St. Rita was a miracle-worker who is now venerated as the patroness of hopeless causes.
It’s no accident that the parish church of St. Rita in the Miramar suburb of Havana is where the Ladies in White attend Mass every sunday. Calling for an end to oppression in Cuba certainly seems a hopeless cause. Their presence there — an affront to the Castro regime — has lent St. Rita Church an aura of righteous defiance and of hope for a better future.
The church was built in 1945, in the Art Deco style. It was designed by architect Víctor Morales, who also oversaw its construction.
Ironically, the image of St. Rita venerated at this church was scultpted by Cuban artist Rita Longo, a long-term Castronoid who ended up with a high post in the Castro Ministry of Culture. You can visit the parish web site HERE.

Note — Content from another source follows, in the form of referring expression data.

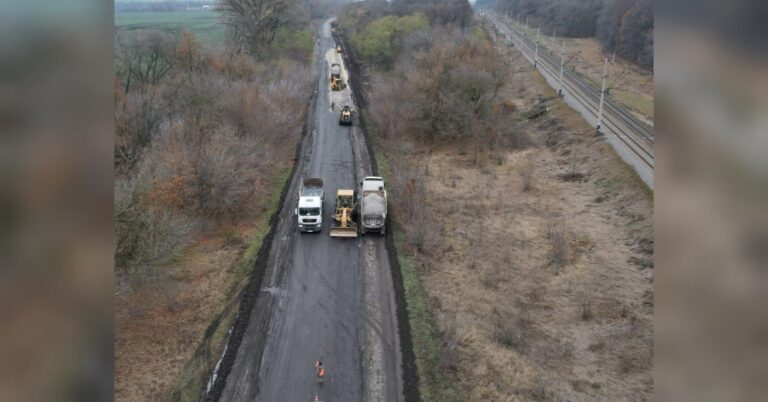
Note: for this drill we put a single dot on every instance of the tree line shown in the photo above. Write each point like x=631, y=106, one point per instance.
x=202, y=133
x=143, y=6
x=623, y=26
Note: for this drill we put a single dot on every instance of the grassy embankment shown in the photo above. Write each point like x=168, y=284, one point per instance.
x=434, y=385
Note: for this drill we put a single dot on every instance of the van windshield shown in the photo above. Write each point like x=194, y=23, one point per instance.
x=309, y=211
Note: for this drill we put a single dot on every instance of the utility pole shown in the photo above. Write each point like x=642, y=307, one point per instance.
x=602, y=98
x=562, y=63
x=536, y=54
x=552, y=41
x=610, y=70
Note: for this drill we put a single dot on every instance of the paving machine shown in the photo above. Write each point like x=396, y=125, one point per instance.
x=345, y=119
x=343, y=223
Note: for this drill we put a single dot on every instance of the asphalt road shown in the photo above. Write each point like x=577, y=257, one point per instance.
x=322, y=298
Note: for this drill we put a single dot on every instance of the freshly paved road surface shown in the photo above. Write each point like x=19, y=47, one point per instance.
x=322, y=298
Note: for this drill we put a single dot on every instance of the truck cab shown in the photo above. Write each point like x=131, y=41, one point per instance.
x=310, y=209
x=310, y=214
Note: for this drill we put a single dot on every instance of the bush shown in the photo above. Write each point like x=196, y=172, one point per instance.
x=380, y=42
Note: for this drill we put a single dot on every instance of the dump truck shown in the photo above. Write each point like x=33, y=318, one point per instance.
x=373, y=205
x=337, y=84
x=345, y=118
x=343, y=218
x=310, y=208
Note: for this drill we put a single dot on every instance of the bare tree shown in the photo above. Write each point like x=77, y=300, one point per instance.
x=145, y=56
x=253, y=24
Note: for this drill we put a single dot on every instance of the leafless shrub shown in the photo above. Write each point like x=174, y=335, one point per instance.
x=253, y=24
x=146, y=234
x=144, y=57
x=526, y=172
x=586, y=309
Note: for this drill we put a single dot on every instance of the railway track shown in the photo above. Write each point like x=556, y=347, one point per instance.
x=637, y=136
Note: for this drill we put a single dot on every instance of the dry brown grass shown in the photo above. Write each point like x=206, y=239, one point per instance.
x=538, y=294
x=636, y=88
x=159, y=323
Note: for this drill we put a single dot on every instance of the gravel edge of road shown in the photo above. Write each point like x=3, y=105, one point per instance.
x=410, y=380
x=251, y=294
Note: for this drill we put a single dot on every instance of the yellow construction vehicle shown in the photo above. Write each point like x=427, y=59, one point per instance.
x=345, y=119
x=337, y=84
x=343, y=223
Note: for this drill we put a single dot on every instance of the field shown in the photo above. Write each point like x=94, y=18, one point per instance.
x=205, y=24
x=536, y=280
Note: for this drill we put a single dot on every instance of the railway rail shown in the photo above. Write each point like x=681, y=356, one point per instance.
x=636, y=136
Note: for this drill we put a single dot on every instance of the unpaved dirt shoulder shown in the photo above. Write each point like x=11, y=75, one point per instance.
x=383, y=288
x=257, y=308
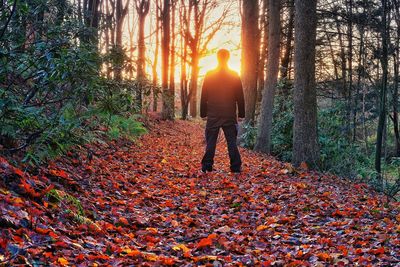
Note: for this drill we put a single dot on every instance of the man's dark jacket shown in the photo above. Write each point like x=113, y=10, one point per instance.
x=221, y=96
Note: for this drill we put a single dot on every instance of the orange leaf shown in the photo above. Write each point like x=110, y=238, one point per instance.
x=62, y=261
x=324, y=256
x=204, y=243
x=378, y=251
x=59, y=173
x=42, y=231
x=123, y=220
x=304, y=166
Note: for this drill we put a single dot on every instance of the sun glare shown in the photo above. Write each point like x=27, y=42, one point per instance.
x=210, y=62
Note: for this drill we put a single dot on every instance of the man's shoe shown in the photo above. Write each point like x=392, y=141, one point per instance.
x=205, y=170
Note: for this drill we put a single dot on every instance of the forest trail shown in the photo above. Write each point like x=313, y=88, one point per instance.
x=148, y=204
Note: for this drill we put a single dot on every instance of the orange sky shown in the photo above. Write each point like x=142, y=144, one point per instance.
x=228, y=37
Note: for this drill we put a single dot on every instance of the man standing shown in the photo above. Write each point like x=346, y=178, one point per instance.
x=221, y=96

Personal note: that image of St. Rita used to terrify me as a child, so much so that I would beg my parents not to go to Mass at that church, even though it was only four blocks from our house.
I prefer to think that it was the Castronoid malevolence harbored in the artist’s heart that made the image seem so frightening rather than any other natural or supernatural factor.
May St. Rita, patroness of the hopeless, intercede for all Cubans at the Heavenly Court, especially those who risk life and limb every Sunday at the church named in her honor.